As Data Architects, we all face the challenge of the first step in ETL process – identifying the correct data type of the files ingested. If the data types are identified correctly during the ingestion process, then the end-to-end data pipeline will be executed without any type conversion errors.
There are various file formats for data – csv, json, txt, tsv etc. But the most popular are the csv and json formats. In this blog we will pick the “csv” format, which is easy to understand.
Compared to the data dictionary feature in database (Oracle / MS SQL / Postgres) tables, the csv files lacks data types information. So all the attributes are mostly considered as string.
In this blog, we will analyze a csv file containing USA House listing from 2001 to 2020. The size of the file is 100MB. The csv file as a zip format can be download here.
The csv file has these attributes
- slno
- list_year
- date_recorded
- town
- address
- assessed_value
- sale_amount
- sales_ratio
- property_type
- residential_type
- nonuse_code
- remarks
- opm_remarks
- location
Databricks
When ingesting csv files into Databricks, there are two ways to analyze the data types of the attributes in the csv file –
- Automatic – inferSchema set to True
- Manual – User defined Schema with correct data types
- Automatic – inferSchema
As per the official documentation, to read the csv file via spark.read.csv and load it into a dataframe, there is an option to automatically analyze and detect the data types using the inferSchema option.

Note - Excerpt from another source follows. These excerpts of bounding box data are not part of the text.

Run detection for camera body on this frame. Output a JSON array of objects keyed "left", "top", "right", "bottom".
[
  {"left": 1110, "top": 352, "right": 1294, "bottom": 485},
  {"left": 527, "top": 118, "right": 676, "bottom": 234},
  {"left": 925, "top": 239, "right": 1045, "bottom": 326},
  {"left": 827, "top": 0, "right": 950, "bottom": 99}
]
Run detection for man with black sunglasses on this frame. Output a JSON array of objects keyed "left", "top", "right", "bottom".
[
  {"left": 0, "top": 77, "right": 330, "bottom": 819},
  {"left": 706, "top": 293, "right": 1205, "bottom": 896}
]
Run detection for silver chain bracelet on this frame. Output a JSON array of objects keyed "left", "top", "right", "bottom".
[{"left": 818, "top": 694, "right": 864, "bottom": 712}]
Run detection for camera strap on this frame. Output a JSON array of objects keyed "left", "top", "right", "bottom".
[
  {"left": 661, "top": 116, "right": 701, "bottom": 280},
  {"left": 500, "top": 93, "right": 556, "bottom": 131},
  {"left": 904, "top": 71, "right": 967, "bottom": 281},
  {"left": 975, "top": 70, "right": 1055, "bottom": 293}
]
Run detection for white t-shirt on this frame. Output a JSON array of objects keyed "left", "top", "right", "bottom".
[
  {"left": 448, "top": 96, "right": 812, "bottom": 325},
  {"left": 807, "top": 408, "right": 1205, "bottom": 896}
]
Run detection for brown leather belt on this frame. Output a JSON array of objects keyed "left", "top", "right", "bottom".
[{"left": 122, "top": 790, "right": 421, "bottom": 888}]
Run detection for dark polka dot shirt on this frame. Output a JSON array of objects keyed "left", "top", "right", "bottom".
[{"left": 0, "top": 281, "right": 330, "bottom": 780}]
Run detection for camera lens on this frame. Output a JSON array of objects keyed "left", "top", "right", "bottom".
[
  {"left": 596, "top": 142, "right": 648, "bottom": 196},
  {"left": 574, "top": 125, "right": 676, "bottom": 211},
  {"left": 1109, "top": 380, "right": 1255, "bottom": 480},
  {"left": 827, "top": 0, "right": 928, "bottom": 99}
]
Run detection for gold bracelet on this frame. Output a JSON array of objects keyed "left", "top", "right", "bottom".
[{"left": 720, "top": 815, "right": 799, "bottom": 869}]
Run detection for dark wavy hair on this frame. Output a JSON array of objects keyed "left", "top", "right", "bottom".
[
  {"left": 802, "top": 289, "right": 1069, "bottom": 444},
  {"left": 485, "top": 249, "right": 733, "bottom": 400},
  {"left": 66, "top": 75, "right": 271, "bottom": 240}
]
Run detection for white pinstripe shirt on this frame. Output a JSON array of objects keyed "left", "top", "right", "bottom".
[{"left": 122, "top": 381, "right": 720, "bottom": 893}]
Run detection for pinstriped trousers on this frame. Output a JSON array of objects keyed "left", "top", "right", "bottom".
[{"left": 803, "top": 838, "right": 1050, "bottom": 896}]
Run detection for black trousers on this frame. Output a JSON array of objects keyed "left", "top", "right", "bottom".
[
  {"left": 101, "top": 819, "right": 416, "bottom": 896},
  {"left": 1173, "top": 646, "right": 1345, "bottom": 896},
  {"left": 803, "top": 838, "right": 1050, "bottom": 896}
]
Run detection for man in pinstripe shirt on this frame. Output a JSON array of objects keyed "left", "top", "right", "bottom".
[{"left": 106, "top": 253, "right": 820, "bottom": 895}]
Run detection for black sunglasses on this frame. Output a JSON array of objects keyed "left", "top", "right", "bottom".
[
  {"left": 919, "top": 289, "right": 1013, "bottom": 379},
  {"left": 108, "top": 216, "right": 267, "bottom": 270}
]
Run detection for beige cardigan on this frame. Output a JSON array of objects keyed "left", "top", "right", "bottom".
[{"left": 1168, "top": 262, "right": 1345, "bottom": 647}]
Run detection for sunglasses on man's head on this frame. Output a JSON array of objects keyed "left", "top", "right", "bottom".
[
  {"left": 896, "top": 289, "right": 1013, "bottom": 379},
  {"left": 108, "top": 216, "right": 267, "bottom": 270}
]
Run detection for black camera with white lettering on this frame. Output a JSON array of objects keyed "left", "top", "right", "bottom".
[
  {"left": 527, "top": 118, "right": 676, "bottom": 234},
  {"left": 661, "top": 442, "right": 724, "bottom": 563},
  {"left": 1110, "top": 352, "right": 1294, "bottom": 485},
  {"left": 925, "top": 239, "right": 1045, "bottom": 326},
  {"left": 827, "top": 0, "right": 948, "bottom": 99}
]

One option required for inferSchema is to set the header to ‘true’, Databricks uses the first row of the file for attributes names. Setting the header to true is needed if it is a interger data type, but the attribute name might be a string.
Below is the code in Databricks –
Lets look at the schema and the data types recommended by inferSchema using sales_df.printSchema()
root
|-- slno: string (nullable = true)
|-- list_year: string (nullable = true)
|-- date_recorded: string (nullable = true)
|-- town: string (nullable = true)
|-- address: string (nullable = true)
|-- assessed_value: string (nullable = true)
|-- sale_amount: string (nullable = true)
|-- sales_ratio: string (nullable = true)
|-- property_type: string (nullable = true)
|-- residential_type: string (nullable = true)
|-- nonuse_code: string (nullable = true)
|-- remarks: string (nullable = true)
|-- opm_remarks: string (nullable = true)
|-- location: string (nullable = true)
From the above schema output, all the attributes are default as “string“, but like list_year some of the other attributes are integers and date_recorded is a date format.
Also, if you have noticed, there are 2 Jobs / Stages to analyze the data type. One of the job/stage is to load the entire 100MB file into memory for analyses.
The total time is complete the execution is 7.07 seconds.
So there are few disadvantages using automatic detection of data types –
- huge execution time.
- loads the entire dataset into memory for analyzing.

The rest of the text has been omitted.